For ventilation, block the window open no more than six inches and make sure you can't reach in from the outside and remove the blocking device or reach through and unlock the door.
In sleeping rooms, these window blocking devices should be capable of being removed easily from the inside to comply with fire codes. Like sliding glass doors, anti-lift devices are necessary for ground level and accessible aluminum windows that slide horizontally.

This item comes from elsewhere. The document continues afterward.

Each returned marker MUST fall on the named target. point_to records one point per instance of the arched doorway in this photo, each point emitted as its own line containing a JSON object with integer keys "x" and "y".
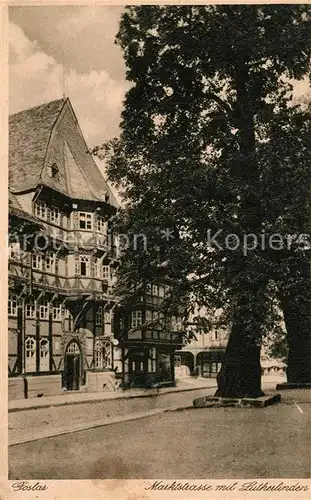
{"x": 73, "y": 366}
{"x": 184, "y": 363}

The least expensive and easiest method is to install screws half-way into the upper track of the movable glass panel to prevent it from being lifted out in the closed position. As a deterrent, place highly visible decals on the glass door near the latch mechanism that indicates that an alarm system, a dog, or block watch/operation identification system is in place. Also:
- Secure all accessible windows with secondary blocking devices
- Block accessible windows open no more than 6 inches for ventilation
- Make sure someone cannot reach through an open window and unlock the door
- Make sure someone cannot reach inside the window and remove the blocking device
- Use anti-lift devices to prevent window from being lifted out
- Use crime prevention or alarm decals on ground accessible windows
- Most double-hung windows have thumb-turn locks between the two panels. Do not rely on these—they can be pried open or easily reached through a broken pane. Install locked devices to keep windows from being raised from outside.
- An easy, inexpensive way to secure your windows is to use the “pin” trick.
- Drill an angled hole through the top frame of the lower window partially into the frame of the upper window (figure A).
- Then insert a nail or eyebolt. The window cannot be opened until you remove the nail (figure B).
- Make a second set of holes with the windows partly opened so you can have ventilation without intruders.